Beristáin se refería a las tropas españolas como “nuestro ejército”, lo
que implicaba que aquellos europeos formaban parte de la misma comunidad
que los americanos que lo escuchaban. Tres años después, de nuevo en la
catedral, pronunció otra homilía dedicada, una vez más, a los
“militares españoles difuntos”, a los que también llamaba “nuestro
ejército”, pero en esta ocasión se refería a los soldados encabezados
por los reyes godos, comenzando por Eurico.
Beristáin continuó el relato de las glorias militares de la “nación
española” en cinco sermones más, pronunciados en distintos años. En 1805
llegó a los Reyes Católicos y el descubrimiento de América, justo
premio, desde su punto de vista, a todos los esfuerzos que habían hecho
“nuestros ejércitos” a lo largo de los siglos. En 1814 concluyó su serie
de discursos religiosos nacionalistas con uno dedicado a los caídos del
2 de mayo de 1808 en Madrid, durante la invasión napoleónica.

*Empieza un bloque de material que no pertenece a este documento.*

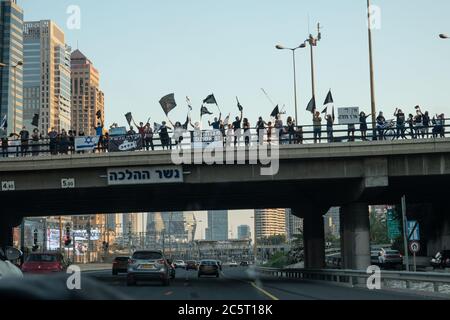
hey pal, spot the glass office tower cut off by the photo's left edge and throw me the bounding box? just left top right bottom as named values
left=0, top=0, right=23, bottom=134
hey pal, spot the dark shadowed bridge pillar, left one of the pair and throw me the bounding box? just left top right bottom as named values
left=303, top=208, right=325, bottom=269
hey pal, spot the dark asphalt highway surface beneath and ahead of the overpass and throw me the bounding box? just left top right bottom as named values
left=84, top=267, right=440, bottom=300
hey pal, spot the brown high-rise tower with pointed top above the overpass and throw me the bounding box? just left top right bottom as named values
left=71, top=50, right=105, bottom=135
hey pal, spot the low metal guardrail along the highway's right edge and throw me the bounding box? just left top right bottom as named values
left=256, top=267, right=450, bottom=294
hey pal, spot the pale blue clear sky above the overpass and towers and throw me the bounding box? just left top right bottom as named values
left=19, top=0, right=450, bottom=235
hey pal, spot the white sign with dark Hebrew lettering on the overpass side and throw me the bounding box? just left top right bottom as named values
left=108, top=166, right=183, bottom=186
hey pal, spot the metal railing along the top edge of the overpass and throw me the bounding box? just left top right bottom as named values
left=0, top=119, right=450, bottom=159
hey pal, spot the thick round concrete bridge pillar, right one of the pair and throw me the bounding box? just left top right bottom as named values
left=340, top=203, right=371, bottom=270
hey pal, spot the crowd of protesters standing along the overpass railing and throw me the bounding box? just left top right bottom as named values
left=0, top=106, right=445, bottom=157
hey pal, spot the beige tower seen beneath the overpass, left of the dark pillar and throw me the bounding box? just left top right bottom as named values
left=255, top=209, right=286, bottom=240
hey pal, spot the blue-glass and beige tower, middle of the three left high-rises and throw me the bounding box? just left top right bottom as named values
left=23, top=20, right=72, bottom=133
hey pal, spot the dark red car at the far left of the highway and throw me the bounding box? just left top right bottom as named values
left=22, top=252, right=69, bottom=274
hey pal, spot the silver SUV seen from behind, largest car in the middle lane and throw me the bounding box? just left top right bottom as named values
left=127, top=250, right=170, bottom=286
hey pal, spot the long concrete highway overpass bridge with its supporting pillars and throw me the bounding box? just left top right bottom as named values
left=0, top=139, right=450, bottom=268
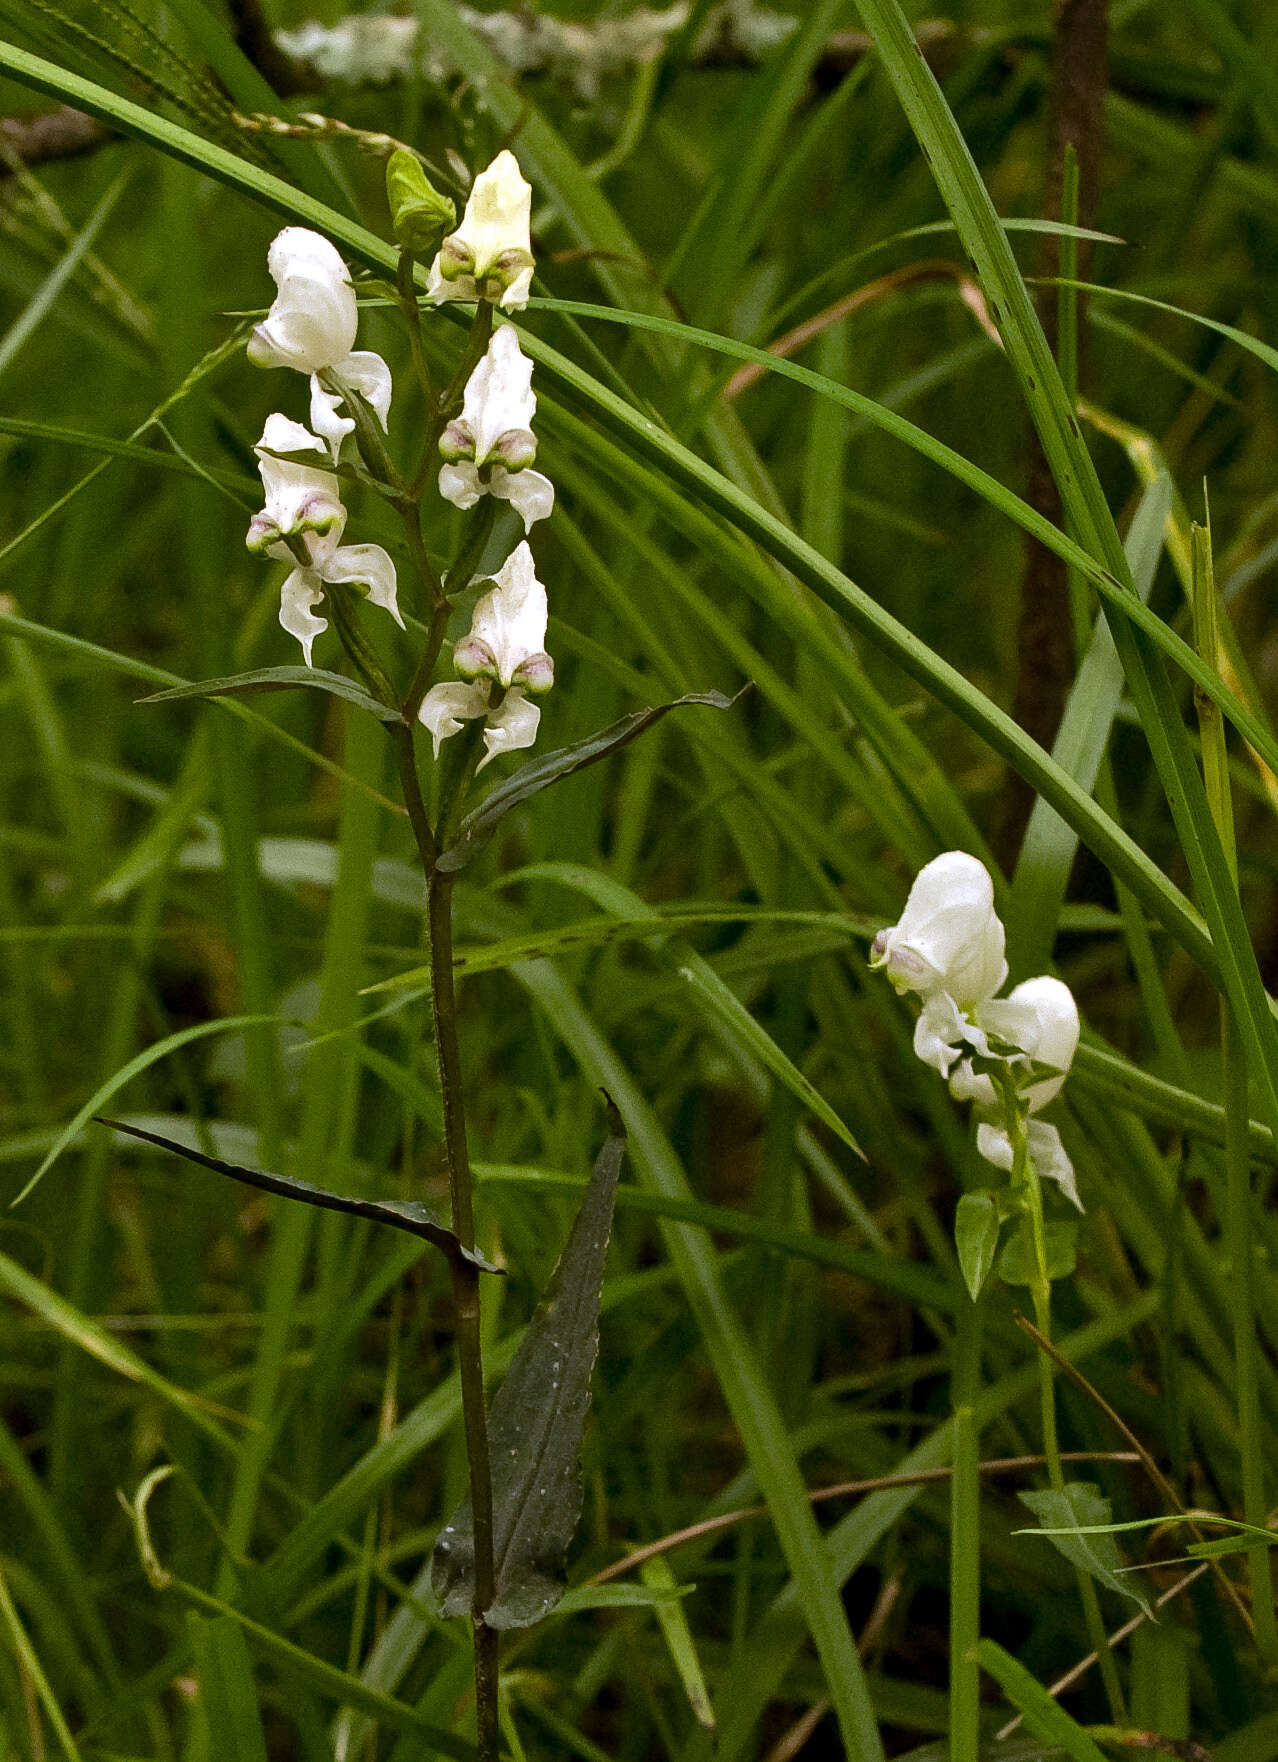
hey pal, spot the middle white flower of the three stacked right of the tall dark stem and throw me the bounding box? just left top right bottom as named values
left=439, top=324, right=555, bottom=532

En México, Beristáin fue el principal promotor de esa historia
nacionalista española que se inventó en el siglo XVIII. Fue una historia
que convirtió a caudillos y pueblos con distintos orígenes, leyes y
costumbres en “españoles”. Y lo más importante, en las palabras del
predicador criollo, era que las victorias y derrotas de aquellas tropas
eran “nuestras”, como señalando que se formaba parte de la misma
comunidad. Esa estrategia retórica es la misma que aún hoy funciona en
México cuando escuchamos frases como “los españoles nos conquistaron” y,
como puede verse, resulta muy útil para construir una imagen de
inclusión nacional.
Como veremos en futuras colaboraciones, a Beristáin no le funcionó su
estrategia retórica, pero la propuesta impulsada por la Corona de usar
la historia para construir una nación fue bien aprendida en Nueva
España. Muy pronto, en este territorio, se empezaría a inventar también
una nación a partir de relatos históricos.